Intensiv oder weniger intensiv studieren - Sie entscheiden was Ihnen wichtig ist

Ein berufsbegleitendes Studium aufzunehmen, ist eine weitreichende Entscheidung, fordert sie doch eine Menge an zusätzlichem Einsatz neben den täglichen Herausforderungen in Beruf und Familie. Doch wissen wir nur zu gut: So verschieden die Menschen sind, die bei uns studieren, so verschieden sind auch ihre Ziele und Prioritäten. Es ist ein Unterschied, ob ein 45-jähriger Produktionsleiter eines großen Unternehmens zu uns kommt oder eine jüngere Führungskraft ohne Verantwortung für eine eigene Familie.
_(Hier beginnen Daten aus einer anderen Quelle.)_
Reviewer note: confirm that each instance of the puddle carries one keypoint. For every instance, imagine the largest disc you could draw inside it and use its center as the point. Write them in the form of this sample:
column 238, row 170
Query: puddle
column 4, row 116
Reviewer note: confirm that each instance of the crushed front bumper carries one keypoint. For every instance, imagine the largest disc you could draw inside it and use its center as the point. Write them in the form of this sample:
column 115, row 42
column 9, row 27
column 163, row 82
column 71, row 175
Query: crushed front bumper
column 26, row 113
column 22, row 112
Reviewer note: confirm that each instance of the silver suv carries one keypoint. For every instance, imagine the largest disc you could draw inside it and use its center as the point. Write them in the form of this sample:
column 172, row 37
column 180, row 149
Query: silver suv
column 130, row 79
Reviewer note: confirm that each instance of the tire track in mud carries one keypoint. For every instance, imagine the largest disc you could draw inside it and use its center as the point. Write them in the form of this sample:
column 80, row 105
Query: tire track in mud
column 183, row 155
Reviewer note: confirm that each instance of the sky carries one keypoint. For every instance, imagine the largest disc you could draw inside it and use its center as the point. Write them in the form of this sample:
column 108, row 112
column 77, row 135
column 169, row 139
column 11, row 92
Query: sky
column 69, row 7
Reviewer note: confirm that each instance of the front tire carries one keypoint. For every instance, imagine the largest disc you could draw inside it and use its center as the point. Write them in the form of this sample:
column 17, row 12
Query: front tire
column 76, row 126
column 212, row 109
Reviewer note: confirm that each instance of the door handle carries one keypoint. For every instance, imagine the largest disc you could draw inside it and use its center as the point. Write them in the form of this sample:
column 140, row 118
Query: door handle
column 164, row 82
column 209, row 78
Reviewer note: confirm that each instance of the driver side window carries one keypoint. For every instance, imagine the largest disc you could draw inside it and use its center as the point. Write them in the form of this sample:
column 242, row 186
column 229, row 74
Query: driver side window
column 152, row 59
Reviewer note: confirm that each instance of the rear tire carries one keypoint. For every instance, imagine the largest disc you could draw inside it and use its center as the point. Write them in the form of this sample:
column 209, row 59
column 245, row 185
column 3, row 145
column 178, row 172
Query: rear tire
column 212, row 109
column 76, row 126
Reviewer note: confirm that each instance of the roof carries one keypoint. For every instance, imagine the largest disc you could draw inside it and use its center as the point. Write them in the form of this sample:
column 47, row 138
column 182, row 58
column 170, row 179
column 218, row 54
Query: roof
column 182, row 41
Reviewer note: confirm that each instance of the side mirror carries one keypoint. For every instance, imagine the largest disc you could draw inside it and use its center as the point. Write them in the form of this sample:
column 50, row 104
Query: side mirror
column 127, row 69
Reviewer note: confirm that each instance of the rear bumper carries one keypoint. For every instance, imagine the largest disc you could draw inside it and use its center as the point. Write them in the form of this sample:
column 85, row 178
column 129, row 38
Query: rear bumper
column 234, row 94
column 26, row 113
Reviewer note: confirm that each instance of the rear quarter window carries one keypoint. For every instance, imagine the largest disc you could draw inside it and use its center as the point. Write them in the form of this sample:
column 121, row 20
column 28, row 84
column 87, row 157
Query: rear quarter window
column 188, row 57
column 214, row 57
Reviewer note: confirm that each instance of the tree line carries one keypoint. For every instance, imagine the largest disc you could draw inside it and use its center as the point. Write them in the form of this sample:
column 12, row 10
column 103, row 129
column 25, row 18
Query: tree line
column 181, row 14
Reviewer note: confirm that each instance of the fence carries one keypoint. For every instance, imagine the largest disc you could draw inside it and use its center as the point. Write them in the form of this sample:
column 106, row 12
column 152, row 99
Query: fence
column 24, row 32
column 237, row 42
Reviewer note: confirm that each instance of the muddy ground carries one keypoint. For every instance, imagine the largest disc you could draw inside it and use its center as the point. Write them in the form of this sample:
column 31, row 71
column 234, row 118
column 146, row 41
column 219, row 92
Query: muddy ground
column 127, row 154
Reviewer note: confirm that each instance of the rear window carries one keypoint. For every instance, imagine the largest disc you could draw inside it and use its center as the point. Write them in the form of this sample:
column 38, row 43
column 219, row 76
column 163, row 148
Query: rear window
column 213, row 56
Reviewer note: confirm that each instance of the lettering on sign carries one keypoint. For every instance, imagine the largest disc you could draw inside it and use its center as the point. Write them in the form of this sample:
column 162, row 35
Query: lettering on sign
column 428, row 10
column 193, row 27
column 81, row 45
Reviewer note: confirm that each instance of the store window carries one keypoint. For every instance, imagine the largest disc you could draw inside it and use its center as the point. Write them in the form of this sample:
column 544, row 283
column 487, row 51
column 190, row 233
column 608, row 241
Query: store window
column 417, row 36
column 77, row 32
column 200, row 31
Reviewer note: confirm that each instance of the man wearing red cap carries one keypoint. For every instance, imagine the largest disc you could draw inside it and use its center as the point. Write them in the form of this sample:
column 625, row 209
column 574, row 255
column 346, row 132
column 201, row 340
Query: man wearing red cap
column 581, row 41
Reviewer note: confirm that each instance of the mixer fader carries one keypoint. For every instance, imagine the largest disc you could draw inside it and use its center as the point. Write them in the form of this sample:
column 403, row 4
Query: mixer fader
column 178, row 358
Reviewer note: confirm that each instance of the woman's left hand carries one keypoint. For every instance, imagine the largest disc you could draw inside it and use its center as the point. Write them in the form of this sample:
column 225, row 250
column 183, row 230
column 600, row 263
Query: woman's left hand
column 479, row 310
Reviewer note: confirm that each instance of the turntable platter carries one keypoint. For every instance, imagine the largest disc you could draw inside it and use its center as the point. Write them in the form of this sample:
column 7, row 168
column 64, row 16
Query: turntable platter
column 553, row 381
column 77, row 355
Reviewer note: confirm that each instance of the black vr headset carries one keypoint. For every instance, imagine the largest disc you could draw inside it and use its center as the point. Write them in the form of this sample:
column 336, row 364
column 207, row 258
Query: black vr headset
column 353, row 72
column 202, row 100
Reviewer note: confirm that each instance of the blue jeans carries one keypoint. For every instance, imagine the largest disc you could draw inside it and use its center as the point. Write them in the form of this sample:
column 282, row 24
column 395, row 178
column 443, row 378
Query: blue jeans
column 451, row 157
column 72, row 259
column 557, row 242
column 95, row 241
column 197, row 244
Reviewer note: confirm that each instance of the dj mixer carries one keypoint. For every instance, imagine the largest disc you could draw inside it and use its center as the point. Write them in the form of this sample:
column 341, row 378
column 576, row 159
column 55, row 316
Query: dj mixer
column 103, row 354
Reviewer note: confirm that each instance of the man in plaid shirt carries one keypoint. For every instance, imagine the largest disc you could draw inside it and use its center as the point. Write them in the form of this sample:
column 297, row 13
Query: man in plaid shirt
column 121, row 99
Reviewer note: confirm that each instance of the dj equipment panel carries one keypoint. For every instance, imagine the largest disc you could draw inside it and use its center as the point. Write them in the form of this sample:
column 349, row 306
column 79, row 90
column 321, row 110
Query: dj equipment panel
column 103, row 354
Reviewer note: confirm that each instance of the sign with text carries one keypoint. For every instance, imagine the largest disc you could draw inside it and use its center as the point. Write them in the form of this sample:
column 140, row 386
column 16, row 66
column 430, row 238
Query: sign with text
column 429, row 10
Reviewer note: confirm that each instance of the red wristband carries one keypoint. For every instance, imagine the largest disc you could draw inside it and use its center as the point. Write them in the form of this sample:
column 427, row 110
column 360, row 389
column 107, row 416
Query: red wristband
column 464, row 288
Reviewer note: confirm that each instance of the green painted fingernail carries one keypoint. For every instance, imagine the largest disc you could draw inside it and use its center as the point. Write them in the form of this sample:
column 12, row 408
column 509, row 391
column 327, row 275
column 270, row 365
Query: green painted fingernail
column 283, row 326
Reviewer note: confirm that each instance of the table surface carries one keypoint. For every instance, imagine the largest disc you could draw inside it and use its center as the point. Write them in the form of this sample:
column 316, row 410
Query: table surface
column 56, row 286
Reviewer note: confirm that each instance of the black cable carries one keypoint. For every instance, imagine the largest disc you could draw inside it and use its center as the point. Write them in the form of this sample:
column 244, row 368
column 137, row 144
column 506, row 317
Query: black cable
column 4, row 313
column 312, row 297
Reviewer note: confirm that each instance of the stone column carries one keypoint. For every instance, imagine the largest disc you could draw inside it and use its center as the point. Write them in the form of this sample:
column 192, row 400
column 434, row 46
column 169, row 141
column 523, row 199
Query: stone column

Grundsätzlich gilt: Sie entscheiden, was Sie aus Ihrem Studium herausholen wollen. Es gibt unter unseren Absolventen viele, die es sehr weit gebracht haben. Die für sich und ihren Betrieb das Maximum herausgeholt haben und in Sachen Karriere durchgestartet sind. Es gab viele, die spürten, dass mehr in ihnen steckt, als sie bisher ausprobiert und ausgetestet hatten.
Und die als Spitzenleute von unseren Studien- und Kursangeboten enorm profitiert und sich persönlich sowie fachlich sehr stark weiterentwickelt haben. Doch gibt es unter unseren Studenten auch immer Menschen, die ihre Prioritäten anders setzen. Die sich im Beruf mehr als gefordert sehen und die auch ihre Familie nicht zu kurz kommen lassen wollen. Die sich ehrenamtlich engagieren und dieses Engagement während des Studiums nicht ganz auf Eis legen wollen. Die gute Nachricht für diese Menschen lautet: Auch das lässt sich mit einem Studium an der Business School Alb-Schwarzwald vereinbaren. Wir haben Verständnis dafür, wenn der Wissenserwerb und Ihre Karriere bei Ihnen nicht an allererster Stelle stehen, auch wenn wir Ihnen nicht verschweigen möchten, dass Ihnen das Studium viel Einsatz abfordert. Doch wir unterstützen Sie bestmöglich dabei, Ihre vielfältigen Lebensbereiche miteinander zu vereinbaren.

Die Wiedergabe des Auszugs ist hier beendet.